# Grunge(Ebenenmaske)



## Paraneuros (8. Mai 2005)

Hi,
möchte den Rand eines Hintergrundes meines Homapages bildes so gestalten das er dreckig und kaputt aussieht..habe hier auch mal GRUNGE und BRUHES eingeben..habe mir paar coole Brushes geszogen nur da ich ein Anfänger bin weiss ich nicht wie das arbeiten mit EBENMASKEN und sowas abläuft um einen schön grungestyl zu erzeugen...Danke


SO ---NEWS----
habe das jetzt herausgefunden was es mit Ebenmaske auf sich hat..

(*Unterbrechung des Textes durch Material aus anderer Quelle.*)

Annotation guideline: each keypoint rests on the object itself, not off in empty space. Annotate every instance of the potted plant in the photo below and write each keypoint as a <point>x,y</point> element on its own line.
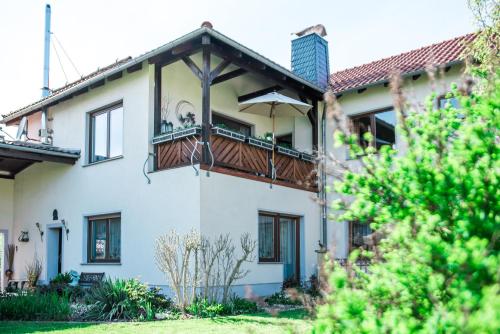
<point>11,251</point>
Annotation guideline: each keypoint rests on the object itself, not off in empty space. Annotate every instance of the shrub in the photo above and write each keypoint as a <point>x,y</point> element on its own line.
<point>204,309</point>
<point>33,271</point>
<point>74,293</point>
<point>34,306</point>
<point>125,299</point>
<point>239,305</point>
<point>281,298</point>
<point>109,301</point>
<point>62,278</point>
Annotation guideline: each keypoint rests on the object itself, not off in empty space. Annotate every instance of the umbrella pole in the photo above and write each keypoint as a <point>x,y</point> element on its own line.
<point>273,171</point>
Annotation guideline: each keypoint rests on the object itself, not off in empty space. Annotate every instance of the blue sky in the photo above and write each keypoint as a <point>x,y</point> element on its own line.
<point>96,33</point>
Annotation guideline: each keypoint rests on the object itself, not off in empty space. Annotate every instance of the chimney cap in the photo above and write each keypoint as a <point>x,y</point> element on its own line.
<point>317,29</point>
<point>207,24</point>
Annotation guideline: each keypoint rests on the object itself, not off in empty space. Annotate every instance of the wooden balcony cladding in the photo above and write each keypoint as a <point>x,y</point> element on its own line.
<point>240,159</point>
<point>178,153</point>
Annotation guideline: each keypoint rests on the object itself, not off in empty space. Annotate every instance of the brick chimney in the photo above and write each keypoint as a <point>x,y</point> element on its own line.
<point>310,55</point>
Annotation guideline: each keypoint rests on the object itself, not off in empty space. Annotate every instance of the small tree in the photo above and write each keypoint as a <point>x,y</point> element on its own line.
<point>174,256</point>
<point>192,261</point>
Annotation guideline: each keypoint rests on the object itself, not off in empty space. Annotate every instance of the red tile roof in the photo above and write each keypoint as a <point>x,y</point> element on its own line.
<point>442,53</point>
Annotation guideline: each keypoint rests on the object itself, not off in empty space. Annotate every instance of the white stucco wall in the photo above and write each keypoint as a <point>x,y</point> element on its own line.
<point>171,200</point>
<point>231,205</point>
<point>6,204</point>
<point>375,98</point>
<point>175,199</point>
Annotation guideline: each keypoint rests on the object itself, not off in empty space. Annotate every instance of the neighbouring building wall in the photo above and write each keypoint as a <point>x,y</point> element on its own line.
<point>147,210</point>
<point>232,204</point>
<point>375,98</point>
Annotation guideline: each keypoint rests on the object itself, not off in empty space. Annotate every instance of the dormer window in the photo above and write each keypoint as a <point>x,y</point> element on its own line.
<point>106,133</point>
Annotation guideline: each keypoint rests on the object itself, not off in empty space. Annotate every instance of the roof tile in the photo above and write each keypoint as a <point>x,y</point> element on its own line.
<point>377,71</point>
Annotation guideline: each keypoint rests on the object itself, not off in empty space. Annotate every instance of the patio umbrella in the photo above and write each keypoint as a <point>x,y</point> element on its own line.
<point>275,105</point>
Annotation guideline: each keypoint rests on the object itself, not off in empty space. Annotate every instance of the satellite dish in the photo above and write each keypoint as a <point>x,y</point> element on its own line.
<point>22,129</point>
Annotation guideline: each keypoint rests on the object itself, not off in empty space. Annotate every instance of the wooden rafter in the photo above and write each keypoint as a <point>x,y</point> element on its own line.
<point>260,92</point>
<point>229,76</point>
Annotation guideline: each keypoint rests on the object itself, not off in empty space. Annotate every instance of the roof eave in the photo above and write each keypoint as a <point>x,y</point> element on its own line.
<point>166,47</point>
<point>403,75</point>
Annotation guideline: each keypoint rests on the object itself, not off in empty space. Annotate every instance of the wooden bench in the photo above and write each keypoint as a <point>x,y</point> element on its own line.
<point>89,279</point>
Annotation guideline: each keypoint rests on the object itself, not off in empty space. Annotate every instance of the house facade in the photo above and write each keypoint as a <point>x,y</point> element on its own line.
<point>158,142</point>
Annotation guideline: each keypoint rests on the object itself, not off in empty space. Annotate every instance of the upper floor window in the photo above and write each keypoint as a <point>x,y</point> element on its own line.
<point>381,124</point>
<point>443,102</point>
<point>106,133</point>
<point>358,231</point>
<point>104,239</point>
<point>231,124</point>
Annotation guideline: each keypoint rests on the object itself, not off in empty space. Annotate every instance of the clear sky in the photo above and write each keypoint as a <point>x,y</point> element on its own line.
<point>97,32</point>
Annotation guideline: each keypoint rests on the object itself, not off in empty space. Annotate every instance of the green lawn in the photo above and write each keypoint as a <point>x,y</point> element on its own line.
<point>286,322</point>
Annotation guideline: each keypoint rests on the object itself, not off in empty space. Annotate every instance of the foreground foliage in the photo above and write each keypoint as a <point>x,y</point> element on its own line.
<point>437,269</point>
<point>286,322</point>
<point>35,306</point>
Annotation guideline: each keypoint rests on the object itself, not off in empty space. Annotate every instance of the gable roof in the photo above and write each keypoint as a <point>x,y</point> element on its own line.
<point>444,53</point>
<point>126,63</point>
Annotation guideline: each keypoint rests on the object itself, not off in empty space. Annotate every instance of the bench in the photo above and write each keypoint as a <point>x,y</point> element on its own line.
<point>89,279</point>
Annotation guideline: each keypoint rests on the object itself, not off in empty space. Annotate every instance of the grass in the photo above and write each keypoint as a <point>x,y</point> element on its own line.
<point>294,321</point>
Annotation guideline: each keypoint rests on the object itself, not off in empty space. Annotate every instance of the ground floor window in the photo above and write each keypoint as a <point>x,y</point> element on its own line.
<point>104,239</point>
<point>279,241</point>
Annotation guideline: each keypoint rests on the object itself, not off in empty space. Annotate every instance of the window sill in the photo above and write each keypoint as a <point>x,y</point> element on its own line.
<point>102,161</point>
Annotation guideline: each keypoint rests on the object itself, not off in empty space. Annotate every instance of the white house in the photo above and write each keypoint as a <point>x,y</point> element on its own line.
<point>124,161</point>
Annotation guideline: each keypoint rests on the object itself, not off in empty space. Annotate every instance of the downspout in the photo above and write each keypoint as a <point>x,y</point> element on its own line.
<point>323,180</point>
<point>46,64</point>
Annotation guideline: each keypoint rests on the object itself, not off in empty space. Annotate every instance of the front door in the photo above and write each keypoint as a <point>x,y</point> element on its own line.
<point>54,252</point>
<point>289,250</point>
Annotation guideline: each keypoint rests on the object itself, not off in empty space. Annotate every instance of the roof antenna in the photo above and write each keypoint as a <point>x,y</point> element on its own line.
<point>46,63</point>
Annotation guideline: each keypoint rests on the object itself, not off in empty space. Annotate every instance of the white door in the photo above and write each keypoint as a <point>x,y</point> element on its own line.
<point>2,260</point>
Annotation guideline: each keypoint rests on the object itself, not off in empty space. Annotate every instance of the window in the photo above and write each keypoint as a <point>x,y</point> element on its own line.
<point>104,238</point>
<point>443,102</point>
<point>285,140</point>
<point>106,133</point>
<point>231,124</point>
<point>357,233</point>
<point>278,238</point>
<point>381,124</point>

aber es erschliesst sich mir immer noch net wie ich jetzt so ein FRANZIGEN kaputten Rand machen kann


----------



## versuch13 (8. Mai 2005)

Wo liegt jetzt genau das Problem? Du benutzt einfach die Brushes. Wenn du mit Ebenenmasken nicht zurecht kommst kannst du sie ja auch weglassen.
 Allerdings ist es auch nicht schwer mit Masken zu arbeiten. Mit Schwarz und Weiß zeichnest du auf der Maske um Teile abzudecken und wieder zurück zu holen, am besten einfach mal ausprobieren.

 gruß


----------



## Paraneuros (8. Mai 2005)

also mit der Ebenenmaske habe ich ja verstanden wie das geht...Aber wenn ich jetzt auf der Maske zum Beispiel Bruhes anwende dann komme ich nicht zu meinem gewünschten erfolg..ich finde das sieht nicht richtig kaputt am rand aus...


----------



## versuch13 (8. Mai 2005)

Ja, ok. Also das Ding ist, ein wenig kreativität gehört natürlich auch dazu. Willst du einfach nur irgendwas in Grunge Richtung machen, oder möchtest du etwas machen das ausgefranzt, ausgerießen o. ä. aussieht? Da du ja vom Hintergrund spricht, und den dreckig machen möchtest, hilft dir vielleicht das Tutorial hier weiter.

BeatUp Layout

 Allerdings gehört auch zu Grunge Design Übung usw. Nur Brushes reichen nicht aus.
 Daher einfach weiter ausprobieren.


 greetz


----------



## Paraneuros (8. Mai 2005)

naja über eine gewisse Kreativtät besitze ich schon...nur halt das umsetzen fällt mir schwer..ist ja auch klar als anfänger..naja probiere das jetzt erstmal aus und melde mich dann nochmal zu wort wenn es hackt...danke schonmal

Ich möchte einfach meine Ganze Page in Grunge machen...aber am Anfang jetzt erstmal den rand net so schön eckig und brav darstellen lassen sondern KAPUTT


----------



## Paraneuros (8. Mai 2005)

so habe jetzt mal mit Brushes ein wenig das realisiert was mir vorschwebt...
aber so ganz bin ich nicht zufrieden da man erkennt wo sich immer 2 Bruhes treffen


----------